# HELP - What to do with visiting friends



## dubaidubaidubai (May 3, 2011)

Hi

Two of my very good friends (married couple) will be visiting me in a few weeks alongwith their 8 month old daughter. I've planned a few things to fill their week but these primarily require one or the other of my friends to sit out and watch the baby.

I'm struggling to think of activities we can all do together. We will of course do Brunch and hope to fit in a road trip to Oman to see the sights and maybe have a picnic. But not sure what else...

Any ideas/suggestions would be appreciated. Also, any hints and tips on where to go in Oman would be great!


----------



## Bigjimbo (Oct 28, 2010)

In dubai, heres a few ideas.

Book into a restaurant overlooking the dubai fountain. Good hour or two there, with a giant mall to wander round after, or pubs close by to relax at.

Fabric souq, Bur Dubai.

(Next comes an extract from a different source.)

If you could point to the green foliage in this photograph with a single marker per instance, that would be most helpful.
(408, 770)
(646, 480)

Favorite of all tourist bringing families, with some nice restaurants, and a 1 hour dhow cruise up and down the creek costing about 100dhs for all of you.

Fishing.

Desert safari, about 150-200 dhs per person. 

There are quite a few things to do when you thionk about it.


----------



## dubaidubaidubai (May 3, 2011)

Thanks, Bigjimbo

Yea, I've booked a few of the more active activities such as safari, skydive, quad-biking and surfing but these aren't really baby-friendly.

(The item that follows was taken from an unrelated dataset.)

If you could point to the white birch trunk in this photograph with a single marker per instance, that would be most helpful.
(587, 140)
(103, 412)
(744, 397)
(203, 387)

I'm looking at various restaurants today for dinners etc - probably the burj khalifa and some others. I never thought of the dhow cruise, that's a good idea - will look into that.

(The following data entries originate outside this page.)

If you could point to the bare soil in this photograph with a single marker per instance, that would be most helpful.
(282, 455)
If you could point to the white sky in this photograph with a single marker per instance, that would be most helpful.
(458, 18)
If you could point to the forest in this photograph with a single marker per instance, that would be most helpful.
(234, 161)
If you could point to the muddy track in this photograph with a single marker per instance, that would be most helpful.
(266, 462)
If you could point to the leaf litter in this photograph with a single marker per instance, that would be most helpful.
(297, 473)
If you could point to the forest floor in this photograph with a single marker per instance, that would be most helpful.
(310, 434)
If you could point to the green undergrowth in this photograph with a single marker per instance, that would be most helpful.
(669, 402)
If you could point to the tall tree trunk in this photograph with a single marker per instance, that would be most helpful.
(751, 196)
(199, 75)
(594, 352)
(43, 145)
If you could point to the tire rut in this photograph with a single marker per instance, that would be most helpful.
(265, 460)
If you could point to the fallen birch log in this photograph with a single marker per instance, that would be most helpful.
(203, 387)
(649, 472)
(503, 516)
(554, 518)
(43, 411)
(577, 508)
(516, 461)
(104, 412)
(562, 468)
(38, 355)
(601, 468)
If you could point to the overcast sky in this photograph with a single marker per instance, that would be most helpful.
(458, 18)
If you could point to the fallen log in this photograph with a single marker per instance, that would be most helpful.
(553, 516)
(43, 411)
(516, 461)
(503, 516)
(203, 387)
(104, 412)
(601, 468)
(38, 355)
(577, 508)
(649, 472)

It's one of those things where you see and think of loads of ideas and get inspiration to do things at random times but then when it comes to remembering them for an event, your mind goes blank! lol


----------



## Confiture (Jan 9, 2011)

Al Ain Zoo is a good day out but maybe at 8 Months the little one is too young to fully appreciate it?


----------



## confused.dom (Jul 29, 2011)

If you have not already got a copy ,the entertainer would pay for itself as well as providing some ideas.

Welcome | The Entertainer


----------



## Red_Nosed (Nov 30, 2011)

The family's from England too?

If they're alright with a few hours' driving and perhaps camping with the baby? ...then you've got loads of choices.

Hatta pools and wadi bashing and bathing in wadi pools (there's a few to choose from) would be different for them. Jebel Shams is 8 degrees recent weekend but the mountains are another great experience.


----------



## BedouGirl (Sep 15, 2011)

If you are going wadi bashing, see if you can rent a baby seat for the car. Also, do the safari companies allow babies? What about a trip up Burj Khalifa? Picnic on the beach? Stroll around Madinat and coffee/lunch/drinks/dinner (or whatever) in one of the many outlets by the waterway.


----------



## NeoPhoenix (Oct 17, 2011)

BBQ at zabeel park? just throwing it out there


----------



## BedouGirl (Sep 15, 2011)

Or Beach Park, Creek Park, Safa Park, Mamzar Park 


----------



## LONGGOOD BYE (Dec 26, 2011)

Musandam in Oman is great and you can do a snorkeling trip and see dolphins,you can switch of watching the baby.


----------